The Taliban’s takeover of Afghanistan is a shattering earthquake that will shape the Middle East for many years, a senior Gulf official has said, warning that – despite the group’s promises of moderation – the militant group is “essentially the same” as last time it was in power.

Speaking on the condition of anonymity, the official also said that the rapid and chaotic US withdrawal also raises serious questions for Gulf states about the value of US promises of security over the next 20 years.

“Afghanistan is an earthquake, a shattering, shattering earthquake, and this is going to stay with us for a very, very long time,” the official said on Monday. He added that the episode marked a complete break with the outdated Carter doctrine – a commitment that an oil-dependent US would use military force to defend its interests in the Gulf.

“Can we really depend on an American security umbrella for the next 20 years? I think this is very problematic right now – really very problematic.”

He suggested that 20 years of warfare, supposed to be “a battle against those who had hijacked Islam”, had left no legacy in Afghanistan, and predicted that the Taliban’s seizure of power would prompt concern among leaders in West Africa and the Sahel about the rise of a newly confident Islamic extremism.

The official added he had no expectation that the Taliban would behave differently from when it was previously in power, saying, “They are essentially the same, but just more world-savvy.”

The biggest surprise, the official said, was the sheer incompetence of the US operation and the signs of bureaucratic infighting that marred US thinking.

India weighs up new security risks in wake of Taliban takeover

Afghanistan, he said, will probably come to be seen as a Pakistan victory, and a Chinese opportunity – with the US playing a minimal role. “If there is a geopolitical struggle over Afghanistan, we will see Pakistan and China on one hand and India, Iran and Russia on the other hand,” the official said. “And I don’t think the Americans are going to be a part of the geopolitical struggle over Afghanistan.

Many Gulf states have already begun recalibrating their foreign policy to take into account declining US dependence on oil and the growing popular insularity of the US, but the official said he now expected that process to speed up, leading to realignments in alliances and a desire for some historical rivals to establish more pragmatic relations. The general aim will be to de-escalate tensions in the region, the official said.

The official added that he expected to see greater discussions between Saudi Arabia and Iran in the future, as well as between the United Arab Emirates and Iran. The official also pointed to the signing of a defence agreement between Saudi Arabia and Russia as a sign that in a post-carbon age, the Gulf states wanted to diversify their sources of security away from the US.

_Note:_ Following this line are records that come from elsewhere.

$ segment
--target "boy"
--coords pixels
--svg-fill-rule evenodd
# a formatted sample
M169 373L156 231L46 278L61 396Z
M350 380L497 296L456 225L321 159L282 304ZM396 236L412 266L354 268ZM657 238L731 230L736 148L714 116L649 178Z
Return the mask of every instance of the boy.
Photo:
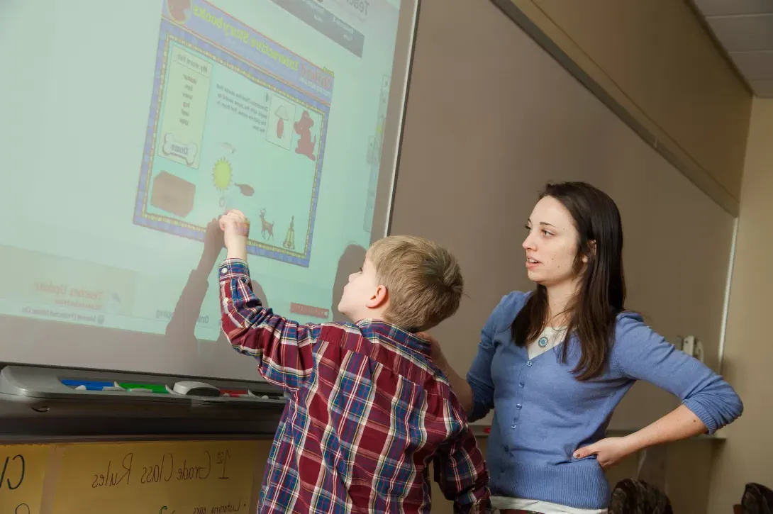
M223 330L291 393L266 467L259 512L430 512L427 465L455 512L488 512L488 472L448 380L413 332L453 315L453 256L387 237L352 274L339 310L352 323L298 325L261 307L247 265L249 221L220 218Z

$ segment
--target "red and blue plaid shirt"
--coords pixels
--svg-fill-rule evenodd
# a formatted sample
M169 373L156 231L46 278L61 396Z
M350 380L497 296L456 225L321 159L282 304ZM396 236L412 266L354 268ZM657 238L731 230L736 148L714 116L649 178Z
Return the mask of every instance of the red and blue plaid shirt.
M489 475L428 344L383 322L299 325L264 308L247 263L220 267L223 330L291 393L259 512L430 512L428 465L455 512L488 512Z

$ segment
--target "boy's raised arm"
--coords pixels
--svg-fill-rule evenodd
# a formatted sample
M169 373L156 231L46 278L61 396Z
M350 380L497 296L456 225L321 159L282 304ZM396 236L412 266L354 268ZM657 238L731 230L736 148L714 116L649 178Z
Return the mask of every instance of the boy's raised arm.
M227 258L218 267L223 332L233 349L258 361L269 382L297 390L314 368L320 325L299 325L264 308L252 291L247 264L249 222L238 211L220 219Z
M468 427L434 459L435 482L446 499L454 502L455 514L491 512L489 471L475 437Z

Iran, under its previous government, led by Hassan Rouhan, had started to hold discreet talks with Saudi Arabia at an intelligence cooperation level, but that may now become more open. Bahrain has already been seen to look for new alliances in the region including through the Abraham Accord with Israel, and in the UAE’s case by restoring diplomatic relations with Syria.

The emphasis will be on “trying to make this region less of a pressure cooker”.